On Tue, May 21, 2019 at 5:01 PM H.J. Lu <hjl.to...@gmail.com> wrote:
>
> get_frame_size () returns used stack slots during compilation, which
> may be optimized out later.  This patch does the followings:
>
> 1. Add no_stack_frame to machine_function to indicate that the function
> doesn't need a stack frame.

Can you please add "stack_frame_required" to machine_function with
inverted meaning instead?
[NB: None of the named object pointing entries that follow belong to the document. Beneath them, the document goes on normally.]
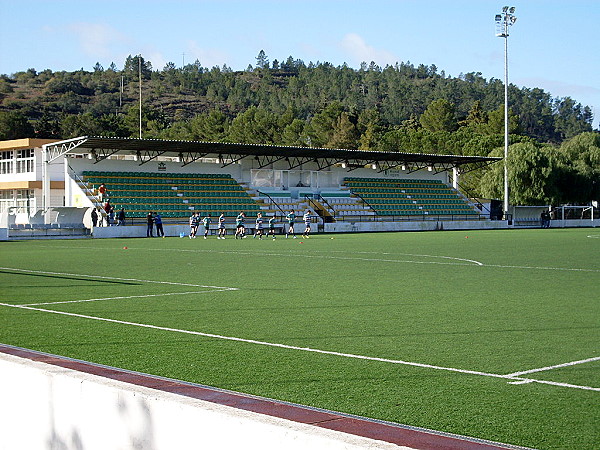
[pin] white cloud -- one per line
(357, 49)
(98, 40)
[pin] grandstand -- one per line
(348, 190)
(174, 194)
(410, 197)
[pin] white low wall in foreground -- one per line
(129, 231)
(46, 406)
(432, 225)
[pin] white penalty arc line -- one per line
(125, 297)
(349, 258)
(308, 349)
(557, 366)
(100, 277)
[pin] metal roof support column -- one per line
(455, 173)
(45, 182)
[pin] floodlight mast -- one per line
(503, 21)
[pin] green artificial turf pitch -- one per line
(414, 328)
Every single usage of no_stack_frame is
inverted, and it is hard to follow this negative logic through the
code.

> 2. Change ix86_find_max_used_stack_alignment to set no_stack_frame.
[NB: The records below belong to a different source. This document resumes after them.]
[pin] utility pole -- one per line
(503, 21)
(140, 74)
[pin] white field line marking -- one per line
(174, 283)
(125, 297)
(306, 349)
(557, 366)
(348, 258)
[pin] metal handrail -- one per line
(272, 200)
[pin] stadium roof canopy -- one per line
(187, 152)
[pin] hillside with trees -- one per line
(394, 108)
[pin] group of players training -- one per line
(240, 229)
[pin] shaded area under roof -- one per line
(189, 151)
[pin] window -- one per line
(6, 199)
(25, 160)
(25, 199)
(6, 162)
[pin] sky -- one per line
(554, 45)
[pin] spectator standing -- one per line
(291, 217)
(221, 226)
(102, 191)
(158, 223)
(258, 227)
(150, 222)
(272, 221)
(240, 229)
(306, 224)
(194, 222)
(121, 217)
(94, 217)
> 3. Always call ix86_find_max_used_stack_alignment to check if stack
> frame is needed.
>
> Tested on i686 and x86-64 with
>
> --with-arch=native --with-cpu=native
>
> Tested on AVX512 machine configured with
>
> --with-arch=native --with-cpu=native
>
> gcc/
>
>         PR target/88483
>         * config/i386/i386.c (ix86_get_frame_size): New function.
>         (ix86_frame_pointer_required): Replace get_frame_size with
>         ix86_get_frame_size.
>         (ix86_compute_frame_layout): Likewise.
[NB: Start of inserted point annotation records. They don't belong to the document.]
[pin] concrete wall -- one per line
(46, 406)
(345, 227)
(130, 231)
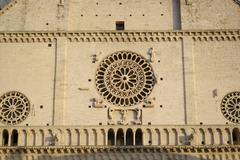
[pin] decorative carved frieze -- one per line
(112, 36)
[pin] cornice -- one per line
(8, 6)
(115, 149)
(114, 36)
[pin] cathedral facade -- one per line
(120, 79)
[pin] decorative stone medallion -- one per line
(124, 78)
(14, 108)
(230, 107)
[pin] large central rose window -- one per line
(125, 78)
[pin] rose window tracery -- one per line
(230, 107)
(14, 108)
(125, 78)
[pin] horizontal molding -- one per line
(114, 36)
(120, 149)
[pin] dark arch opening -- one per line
(236, 136)
(14, 138)
(5, 137)
(139, 137)
(111, 140)
(120, 137)
(129, 137)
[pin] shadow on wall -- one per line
(3, 3)
(113, 156)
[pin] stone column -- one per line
(188, 80)
(134, 135)
(60, 81)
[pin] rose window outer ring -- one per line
(125, 78)
(14, 108)
(230, 107)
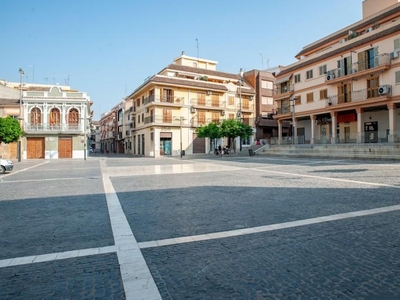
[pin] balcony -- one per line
(53, 129)
(359, 69)
(246, 107)
(356, 97)
(162, 120)
(208, 104)
(164, 101)
(285, 91)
>         (ix86_find_max_used_stack_alignment): Changed to void.  Set
>         no_stack_frame.
>         (ix86_finalize_stack_frame_flags): Always call
>         ix86_find_max_used_stack_alignment.  Replace get_frame_size with
>         ix86_get_frame_size.
>         * config/i386/i386.h (machine_function): Add no_stack_frame.
>
> gcc/testsuite/
>
>         PR target/88483
>         * gcc.target/i386/stackalign/pr88483-1.c: New test.
>         * gcc.target/i386/stackalign/pr88483-2.c: Likewise.
> ---
>  gcc/config/i386/i386.c                        | 53 ++++++++++++-------
>  gcc/config/i386/i386.h                        |  3 ++
>  .../gcc.target/i386/stackalign/pr88483-1.c    | 18 +++++++
>  .../gcc.target/i386/stackalign/pr88483-2.c    | 18 +++++++
>  4 files changed, 74 insertions(+), 18 deletions(-)
>  create mode 100644 gcc/testsuite/gcc.target/i386/stackalign/pr88483-1.c
>  create mode 100644 gcc/testsuite/gcc.target/i386/stackalign/pr88483-2.c
>
> diff --git a/gcc/config/i386/i386.c b/gcc/config/i386/i386.c
> index 54607748b0b..d0b2a4f8b70 100644
> --- a/gcc/config/i386/i386.c
> +++ b/gcc/config/i386/i386.c
> @@ -5012,6 +5012,19 @@ ix86_can_use_return_insn_p (void)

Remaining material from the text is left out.